今回のフルオロアパタイトナノハイブリッドは、生物が骨や歯などの生体硬組織(バイオミネラル)を形成するメカニズムである「バイオミネラリゼーション」に着想を得て合成が行われた。粒子の形状観察と構造解析は、走査型電子顕微鏡と透過型電子顕微鏡を活用して行われた。合成条件を最適化することで、長さが886~600nm、直径が228~129nmで非常にサイズ分布の狭いフルオロアパタイトナノハイブリッドが合成された。また、その粒子は直径5nmの小さなフルオロアパタイトの微結晶の集合体であることも突き止められた。
フルオロアパタイトナノハイブリッド自体は歯のような白色を示すが、特定の濃度に調製することで液晶が形成され、青、緑、黄、赤などの発色が示されたという。非常に鮮やかな発色が示され、その反射率は50%以上にも及んだとする。また、タマムシやクジャクで見られる構造色のように、見る角度によって色が変わる様子が観察されたとした。

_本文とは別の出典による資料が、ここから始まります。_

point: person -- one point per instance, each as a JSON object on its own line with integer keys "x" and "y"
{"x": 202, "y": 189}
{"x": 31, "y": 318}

さらに、フルオロアパタイトナノハイブリッドを高分子ネットワークでできたゲル中に閉じ込め、動的な構造色を示すソフトマテリアルを得ることにも成功したという。合成されたゲルは鮮やかな構造色を維持したまま、見る角度によって色が変化する性質が示されたとした。そのゲルに圧縮が加えられたところ、フルオロアパタイトナノハイブリッドが形成したナノ構造の変化に起因した色の変化が観察されたとする。この圧縮による色変化は、10回に及ぶ変形でも繰り返し観察することができたとした。また電子顕微鏡観察によって、高分子ネットワークが粒子同士を緻密につなぎ合わせている様子も確かめられたという。
今回の研究によって開発された水とフルオロアパタイトナノハイブリッドからなる構造色を示すフォトニック材料は、地球に優しい色材としてだけでなく、微量タンパク質検知センサ、光を操るための光学材料、人工骨やインプラントなどのバイオ応用など、幅広い分野での実用化が期待されるとしている。